Step 1: Compute the squared radii and cross term:
- r₁² = 5² = 25
- r₂² = 10² = 100
- r₁ × r₂ = 5 × 10 = 50
Step 2: Add these terms inside the parentheses:
r₁² + r₂² + r₁ × r₂ = 25 + 100 + 50 = 175
Step 3: Multiply by π and h, then divide by 3:
V = (π × h × (r₁² + r₂² + r₁ × r₂)) / 3
V = (π × 20 × 175) / 3
First, 20 × 175 = 3,500. So:
V = (π × 3,500) / 3 ≈ (3.14159 × 3,500) / 3 ≈ 10,995.6 / 3 ≈ 3,665.2 cm³
The frustum’s volume is approximately 3,665 cm³. If you want this in liters, recall that 1,000 cm³ = 1 liter, so the volume is about 3.67 liters.
Comparison Table: Frustum vs. Related Shapes
The frustum volume formula is related to those of cones and cylinders.

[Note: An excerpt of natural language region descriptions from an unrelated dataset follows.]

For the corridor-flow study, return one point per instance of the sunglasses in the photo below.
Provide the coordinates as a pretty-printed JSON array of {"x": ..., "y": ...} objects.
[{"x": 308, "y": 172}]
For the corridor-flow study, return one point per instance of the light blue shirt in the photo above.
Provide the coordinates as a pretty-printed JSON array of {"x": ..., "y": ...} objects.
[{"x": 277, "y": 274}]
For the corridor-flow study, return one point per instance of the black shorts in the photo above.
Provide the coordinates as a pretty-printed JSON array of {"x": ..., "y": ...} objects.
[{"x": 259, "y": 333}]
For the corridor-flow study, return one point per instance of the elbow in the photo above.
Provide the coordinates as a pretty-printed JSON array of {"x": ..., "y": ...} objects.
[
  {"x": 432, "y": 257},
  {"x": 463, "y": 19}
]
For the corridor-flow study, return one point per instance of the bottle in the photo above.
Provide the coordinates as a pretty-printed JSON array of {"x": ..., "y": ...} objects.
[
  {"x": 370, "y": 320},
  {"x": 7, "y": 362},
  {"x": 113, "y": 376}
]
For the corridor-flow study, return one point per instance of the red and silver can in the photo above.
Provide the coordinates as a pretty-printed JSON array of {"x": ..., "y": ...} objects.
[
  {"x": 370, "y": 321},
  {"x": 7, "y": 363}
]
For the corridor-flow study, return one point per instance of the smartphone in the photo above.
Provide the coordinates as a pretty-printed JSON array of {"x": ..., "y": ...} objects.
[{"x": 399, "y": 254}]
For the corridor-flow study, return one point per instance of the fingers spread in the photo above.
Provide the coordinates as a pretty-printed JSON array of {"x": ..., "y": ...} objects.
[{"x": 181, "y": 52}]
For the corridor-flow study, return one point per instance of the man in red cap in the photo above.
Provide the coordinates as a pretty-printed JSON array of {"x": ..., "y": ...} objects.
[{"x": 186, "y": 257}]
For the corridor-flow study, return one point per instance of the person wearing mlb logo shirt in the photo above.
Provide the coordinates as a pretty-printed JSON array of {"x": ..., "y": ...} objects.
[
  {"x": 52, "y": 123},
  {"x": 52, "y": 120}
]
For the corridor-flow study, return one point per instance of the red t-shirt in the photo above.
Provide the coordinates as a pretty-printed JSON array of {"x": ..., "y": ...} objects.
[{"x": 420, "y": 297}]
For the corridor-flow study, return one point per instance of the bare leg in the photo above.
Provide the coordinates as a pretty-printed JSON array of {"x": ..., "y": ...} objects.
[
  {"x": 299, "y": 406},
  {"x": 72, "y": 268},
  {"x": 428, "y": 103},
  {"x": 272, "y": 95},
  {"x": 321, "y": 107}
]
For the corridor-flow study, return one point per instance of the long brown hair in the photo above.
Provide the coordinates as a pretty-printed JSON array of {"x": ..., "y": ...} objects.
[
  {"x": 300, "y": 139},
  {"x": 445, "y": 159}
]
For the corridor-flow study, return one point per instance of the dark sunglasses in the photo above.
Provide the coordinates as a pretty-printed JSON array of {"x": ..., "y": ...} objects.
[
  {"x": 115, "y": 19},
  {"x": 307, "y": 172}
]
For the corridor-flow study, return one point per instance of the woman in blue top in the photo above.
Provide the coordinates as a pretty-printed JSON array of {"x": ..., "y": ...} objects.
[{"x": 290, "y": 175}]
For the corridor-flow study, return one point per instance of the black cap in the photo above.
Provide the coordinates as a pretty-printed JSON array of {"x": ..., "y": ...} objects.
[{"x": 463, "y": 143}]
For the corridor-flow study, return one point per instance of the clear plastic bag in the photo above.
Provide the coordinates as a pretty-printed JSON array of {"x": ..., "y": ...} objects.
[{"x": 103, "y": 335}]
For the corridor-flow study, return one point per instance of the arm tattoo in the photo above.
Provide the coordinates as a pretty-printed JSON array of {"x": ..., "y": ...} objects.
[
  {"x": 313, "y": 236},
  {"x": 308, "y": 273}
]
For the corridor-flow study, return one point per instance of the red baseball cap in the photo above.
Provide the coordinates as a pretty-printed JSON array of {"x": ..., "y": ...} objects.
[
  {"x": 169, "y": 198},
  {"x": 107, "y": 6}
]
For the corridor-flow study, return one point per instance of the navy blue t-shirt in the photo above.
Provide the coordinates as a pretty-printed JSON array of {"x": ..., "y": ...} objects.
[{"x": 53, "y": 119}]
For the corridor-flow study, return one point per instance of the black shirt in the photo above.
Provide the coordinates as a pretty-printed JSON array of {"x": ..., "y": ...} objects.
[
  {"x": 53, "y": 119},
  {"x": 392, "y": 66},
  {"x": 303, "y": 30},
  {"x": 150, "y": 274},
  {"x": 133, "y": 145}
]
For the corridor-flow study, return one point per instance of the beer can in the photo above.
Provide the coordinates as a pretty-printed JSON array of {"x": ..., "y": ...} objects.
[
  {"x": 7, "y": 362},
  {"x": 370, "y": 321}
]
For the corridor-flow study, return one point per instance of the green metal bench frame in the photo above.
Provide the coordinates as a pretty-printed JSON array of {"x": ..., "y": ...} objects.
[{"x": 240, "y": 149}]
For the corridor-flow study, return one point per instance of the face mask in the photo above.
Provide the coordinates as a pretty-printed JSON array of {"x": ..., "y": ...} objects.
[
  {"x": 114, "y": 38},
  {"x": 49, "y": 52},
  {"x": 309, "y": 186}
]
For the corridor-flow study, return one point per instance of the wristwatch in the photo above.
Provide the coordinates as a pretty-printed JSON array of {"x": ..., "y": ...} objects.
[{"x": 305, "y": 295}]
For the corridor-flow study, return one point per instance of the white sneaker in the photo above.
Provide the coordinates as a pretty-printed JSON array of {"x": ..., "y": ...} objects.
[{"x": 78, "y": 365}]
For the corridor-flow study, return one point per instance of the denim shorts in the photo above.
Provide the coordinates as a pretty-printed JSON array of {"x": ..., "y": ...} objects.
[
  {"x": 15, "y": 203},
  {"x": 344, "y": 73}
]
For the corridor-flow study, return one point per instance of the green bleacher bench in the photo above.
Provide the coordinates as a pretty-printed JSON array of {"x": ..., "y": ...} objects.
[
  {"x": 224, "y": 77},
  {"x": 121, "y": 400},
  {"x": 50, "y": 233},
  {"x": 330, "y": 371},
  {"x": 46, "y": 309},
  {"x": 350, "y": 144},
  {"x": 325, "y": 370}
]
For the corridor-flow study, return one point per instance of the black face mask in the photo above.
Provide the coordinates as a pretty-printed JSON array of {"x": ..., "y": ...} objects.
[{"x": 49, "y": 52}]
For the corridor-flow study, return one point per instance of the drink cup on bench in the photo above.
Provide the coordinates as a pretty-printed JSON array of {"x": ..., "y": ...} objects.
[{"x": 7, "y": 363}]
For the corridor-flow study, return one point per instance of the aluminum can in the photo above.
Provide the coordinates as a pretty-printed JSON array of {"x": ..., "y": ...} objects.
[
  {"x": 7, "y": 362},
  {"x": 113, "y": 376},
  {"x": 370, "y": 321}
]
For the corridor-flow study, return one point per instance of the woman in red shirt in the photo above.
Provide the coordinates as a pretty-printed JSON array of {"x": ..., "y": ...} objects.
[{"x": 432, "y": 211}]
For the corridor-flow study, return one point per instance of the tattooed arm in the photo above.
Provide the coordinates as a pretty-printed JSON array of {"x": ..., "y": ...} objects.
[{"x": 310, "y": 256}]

The table below compares the key formulas and typical use cases.
| Shape | Dimensions | Volume Formula | Typical Uses |
|---|---|---|---|
| Right Circular Cylinder | radius r, height h | V = π × r² × h | Cans, pipes, uniform tanks, columns |
| Right Circular Cone | radius R, height H | V = (π × R² × H) / 3 | Funnels, conical piles, nozzles |
| Conical Frustum | top radius r₁, bottom radius r₂, height h | V = (π × h × (r₁² + r₂² + r₁ × r₂)) / 3 | Tapered cups, hoppers, transition ducts, decorative columns |
If your top radius and bottom radius happen to be equal (r₁ = r₂), the frustum becomes a cylinder, and the formula simplifies automatically to the cylinder volume formula. In that special case, the cross term preserves the correct volume without any extra work on your part.
Assumptions and Limitations
This calculator is based on an ideal geometric model. To use it correctly, keep the following assumptions and limitations in mind:
- Right circular frustum: The formula assumes the frustum is formed from a right circular cone. The central axis is perpendicular to both circular faces, and the cross-sections are perfect circles.
- Straight, linear sides: The sides between the two circular faces are straight (line segments), not curved or stepped. Shapes with bulging or irregular sides will not be modeled accurately by this formula.
- Parallel faces: The top and bottom circular faces are parallel to each other. If the cut is angled, the shape is an oblique frustum and requires more advanced methods to compute the exact volume.
- Consistent units: All three inputs must use the same length unit. Mixing units (for example, centimeters for one radius and inches for the height) will produce a numerically incorrect volume.
- Non-negative dimensions: Top radius, bottom radius, and height should be zero or positive. Negative dimensions are not physically meaningful.
- Geometric idealization: Real objects may have wall thickness, fillets, or manufacturing tolerances. This tool reports the ideal interior volume for the entered dimensions; adjust separately for wall thickness or fittings if needed.
- Input limits: Extremely large or extremely small values may exceed practical measurement accuracy or floating-point precision. For everyday engineering or construction uses, typical dimensions will work reliably.
By understanding these assumptions, you can better judge when this calculator is appropriate for your application and when a more detailed engineering model or measurement might be required.